KRT Televizyonu’nda Salı akşamları yayınlanan “Anlamak İçin” isimli programda da beraber olduğumuz Zeynep Gürcanlı da Dünya Gazetesi’ndeki köşesinde işte tam da bu yüze dikkat çekmiş. Yazıda Türkiye’nin de yakın bir dönemde yaptırımları uygulama konusunda Batı kanadından daha fazla baskı göreceğini yazmış.

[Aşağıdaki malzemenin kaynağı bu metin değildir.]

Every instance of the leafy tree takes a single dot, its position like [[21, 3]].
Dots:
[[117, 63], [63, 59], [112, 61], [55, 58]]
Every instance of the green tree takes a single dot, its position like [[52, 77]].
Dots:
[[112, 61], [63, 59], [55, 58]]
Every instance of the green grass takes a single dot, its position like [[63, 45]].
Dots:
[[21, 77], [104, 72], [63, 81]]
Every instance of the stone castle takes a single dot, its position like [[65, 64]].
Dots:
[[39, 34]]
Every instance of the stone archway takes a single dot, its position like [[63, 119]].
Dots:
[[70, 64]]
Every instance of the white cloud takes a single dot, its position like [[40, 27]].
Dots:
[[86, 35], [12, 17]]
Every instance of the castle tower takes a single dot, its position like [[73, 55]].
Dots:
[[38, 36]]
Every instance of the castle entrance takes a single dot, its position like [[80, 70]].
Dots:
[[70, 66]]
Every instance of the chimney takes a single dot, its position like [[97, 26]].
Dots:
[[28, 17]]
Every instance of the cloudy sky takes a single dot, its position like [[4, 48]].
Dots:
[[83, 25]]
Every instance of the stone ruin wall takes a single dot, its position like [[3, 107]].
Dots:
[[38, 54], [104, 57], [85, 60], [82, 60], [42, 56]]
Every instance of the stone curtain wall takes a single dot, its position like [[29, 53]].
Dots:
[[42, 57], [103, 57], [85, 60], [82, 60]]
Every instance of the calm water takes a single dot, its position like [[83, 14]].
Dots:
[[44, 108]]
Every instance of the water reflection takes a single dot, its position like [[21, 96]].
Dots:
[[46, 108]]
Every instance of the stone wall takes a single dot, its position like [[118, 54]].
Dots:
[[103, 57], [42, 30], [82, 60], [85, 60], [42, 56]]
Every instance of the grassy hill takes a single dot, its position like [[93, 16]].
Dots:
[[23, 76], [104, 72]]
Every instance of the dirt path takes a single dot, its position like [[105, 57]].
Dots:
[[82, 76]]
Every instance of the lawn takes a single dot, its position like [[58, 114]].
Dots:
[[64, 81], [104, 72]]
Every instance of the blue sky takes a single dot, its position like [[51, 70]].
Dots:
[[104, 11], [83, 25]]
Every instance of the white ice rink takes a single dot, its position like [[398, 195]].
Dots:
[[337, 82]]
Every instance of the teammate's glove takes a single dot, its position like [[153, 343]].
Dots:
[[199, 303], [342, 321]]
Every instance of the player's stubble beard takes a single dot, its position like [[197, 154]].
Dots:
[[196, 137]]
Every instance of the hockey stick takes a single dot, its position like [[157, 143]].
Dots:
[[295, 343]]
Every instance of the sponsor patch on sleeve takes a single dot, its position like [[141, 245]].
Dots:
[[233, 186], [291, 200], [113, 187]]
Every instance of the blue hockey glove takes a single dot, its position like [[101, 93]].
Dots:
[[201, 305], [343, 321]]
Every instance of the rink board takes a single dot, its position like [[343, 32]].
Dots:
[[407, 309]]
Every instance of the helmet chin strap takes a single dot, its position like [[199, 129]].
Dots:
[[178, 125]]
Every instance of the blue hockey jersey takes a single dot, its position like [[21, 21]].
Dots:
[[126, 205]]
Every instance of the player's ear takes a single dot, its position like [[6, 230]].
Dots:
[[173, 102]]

Savaşın beklenenden daha uzun süre devam ettiği bir ortamda, bu krizi fırsata çevirme fikri ters de tepebilir. Yani Rus oligarkların Türkiye tercihi bir anda beklenenin tam tersi sonuçlara neden olabilir.
Türkiye’nin zaten bir süredir olumsuz seyreden ABD ve AB bloğu ile ilişkilerindeki sorunlar daha da derinleşebilir.
Kısa vadede seçime doğru gittiğimiz ve ekonomik sıkıntıların bu kadar can yakıcı şekilde hissedildiği bir dönemde belki hükümet adına stratejik bir hamle gibi görünse de uzun vadede çok daha büyük kayıplara neden olabilir.
Bir kez daha hatırlatalım!
Oldukça hassas yürütülen bu süreçte, kısa vadeli seçim stratejileri için Türkiye’nin geçmişten bu yana takip ettiği stratejik hedeflere göre hareket edilmesi uzun vadede çok daha büyük önem taşıyor!